Figure 6. Evaluation of hepatocytes apoptosis in WT and D1374N mice.

(a) Pictures of newborn wild-type (WT) and MET D1374N mice; scale bar = 1 cm. (b) Pie chart representation of the proportions of WT, heterozygous (HT) and homozygous (HO) progeny obtained by crossing mice with different genotypes. (c) WT and MET D1374N mouse liver sections stained with hematoxylin/eosin, showing a hepatic lobule with a centro-lobular vein at the center; scale bar = 50 µm. (d) Example of hematoxylin/eosin and cleaved-caspase 3 staining (brown) in the livers of WT mice pretreated before the experiment with 100 µl of 5 mg/ml Crizotinib and then treated for 4 hr with Jo-2 antibody against FAS (4 µg/20 g mouse weight); scale bar = 300 µm. (e) WT and D1374N mice were treated as reported in (d). The total liver area and cleaved caspase-3 staining area were quantified for each slide. The data represent the distribution of cleaved-caspase 3 staining scores (-: 0% to 2%; +: 2% to 5%; ++: 5% to 10%; +++:>10%). In each column, the number of mice obtaining each score is indicated. Statistical analysis applied to differences in negative (-) and positive (+, ++ and +++) staining between WT and D1374N. p<0.05 was determined by Fisher test (WT: n = 13; D1374N: n = 15). (f) WT and D1374N mice were treated as reported in (d). Blood samples were collected just before and 4 hr after Jo-2 antibody treatment. The graphs represent the distribution of the evolution of plasma ALAT (left) or ASAT (right) levels between these 2 time points (up to 50% increase, 50–100% increase or more than 100% increase). Statistical analysis applied to differences in <100% increase and >100% increase between WT and D1374N. p<0.05 was determined by Fisher test (WT: n = 17; D1374N: n = 13).

Figure 6—figure supplement 1. Mammary gland organization in WT and MET D1374N mice.

Whole-mount morphology of WT and MET D1374N mammary glands. Pairs #5 of 3-month-old mice were harvested, laid over microscopy slides, and incubated overnight with Carnoy’s fixative. Glands were subsequently stained with Carmine Alum stain, cleared with xylene, and mounted with Permount mounting medium. WT and MET D1374N mammary glands display similar organization, with comparable levels of branching morphogenesis in the whole gland volume.

Figure 6—figure supplement 2. Evidence of Crizotinib efficacy against HGF-induced survival in BMEL cells.

(a–b) WT BMEL cells were cultured on a 6-well plate coated with poly-L-lysine. The next day, they were treated or not for 4 hr with 1 µM staurosporine, 20 ng/ml HGF/SF, or 0.1 µM Crizotinib. For each condition, the same amount of whole cell lysate was resolved by SDS-PAGE and analyzed by western blotting with antibodies against PARP1 and GAPDH.
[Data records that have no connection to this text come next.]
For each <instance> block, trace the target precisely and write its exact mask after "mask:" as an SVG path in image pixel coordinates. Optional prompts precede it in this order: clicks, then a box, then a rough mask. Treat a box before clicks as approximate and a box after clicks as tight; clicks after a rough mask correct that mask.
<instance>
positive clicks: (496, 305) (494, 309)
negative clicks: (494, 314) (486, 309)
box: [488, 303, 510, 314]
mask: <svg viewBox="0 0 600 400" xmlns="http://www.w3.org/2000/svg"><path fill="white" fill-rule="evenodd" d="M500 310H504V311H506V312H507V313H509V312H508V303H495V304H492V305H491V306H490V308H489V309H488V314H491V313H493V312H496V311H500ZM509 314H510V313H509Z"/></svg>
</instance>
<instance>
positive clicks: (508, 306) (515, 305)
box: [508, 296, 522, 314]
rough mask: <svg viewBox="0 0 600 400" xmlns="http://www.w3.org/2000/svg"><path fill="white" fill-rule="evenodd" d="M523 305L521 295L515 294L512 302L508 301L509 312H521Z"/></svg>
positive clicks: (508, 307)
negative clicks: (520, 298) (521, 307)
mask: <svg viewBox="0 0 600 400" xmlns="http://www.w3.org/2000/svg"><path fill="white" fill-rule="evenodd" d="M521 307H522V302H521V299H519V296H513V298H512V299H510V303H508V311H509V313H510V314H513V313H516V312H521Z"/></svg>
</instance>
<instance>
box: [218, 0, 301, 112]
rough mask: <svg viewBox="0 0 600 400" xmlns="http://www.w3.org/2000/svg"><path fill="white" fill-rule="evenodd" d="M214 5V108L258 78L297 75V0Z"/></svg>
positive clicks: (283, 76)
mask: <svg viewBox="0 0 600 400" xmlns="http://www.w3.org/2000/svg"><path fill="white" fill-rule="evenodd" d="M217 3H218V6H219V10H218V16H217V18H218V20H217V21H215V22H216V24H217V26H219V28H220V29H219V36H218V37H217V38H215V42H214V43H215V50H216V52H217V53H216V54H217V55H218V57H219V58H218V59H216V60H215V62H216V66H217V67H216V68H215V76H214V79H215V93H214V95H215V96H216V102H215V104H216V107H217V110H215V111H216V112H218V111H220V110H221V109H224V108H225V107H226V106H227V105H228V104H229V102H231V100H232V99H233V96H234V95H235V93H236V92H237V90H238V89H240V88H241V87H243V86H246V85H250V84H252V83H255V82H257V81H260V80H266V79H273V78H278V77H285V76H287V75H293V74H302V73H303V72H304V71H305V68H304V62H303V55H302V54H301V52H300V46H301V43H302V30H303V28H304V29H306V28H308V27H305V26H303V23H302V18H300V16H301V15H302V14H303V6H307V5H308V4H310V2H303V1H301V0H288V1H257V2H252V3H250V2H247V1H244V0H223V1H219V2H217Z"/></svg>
Figure 6—figure supplement 3. Complete-panel illustration of cleaved-caspase 3 staining of liver slices.

(a–b) Photographs of all mouse livers (WT and D1374N) stained with antibody against cleaved caspase 3. Mice were pretreated with Crizotinib 5 days, 2 days, and 1 day before the experiment and fulminant hepatitis was induced (b) or not (a) by Jo-2 injection (4 hr). Scores determined according to the proportion of stained area over the liver slice area (from negative - to highly positive +++) are indicated on each picture; scale bar = 300 µm.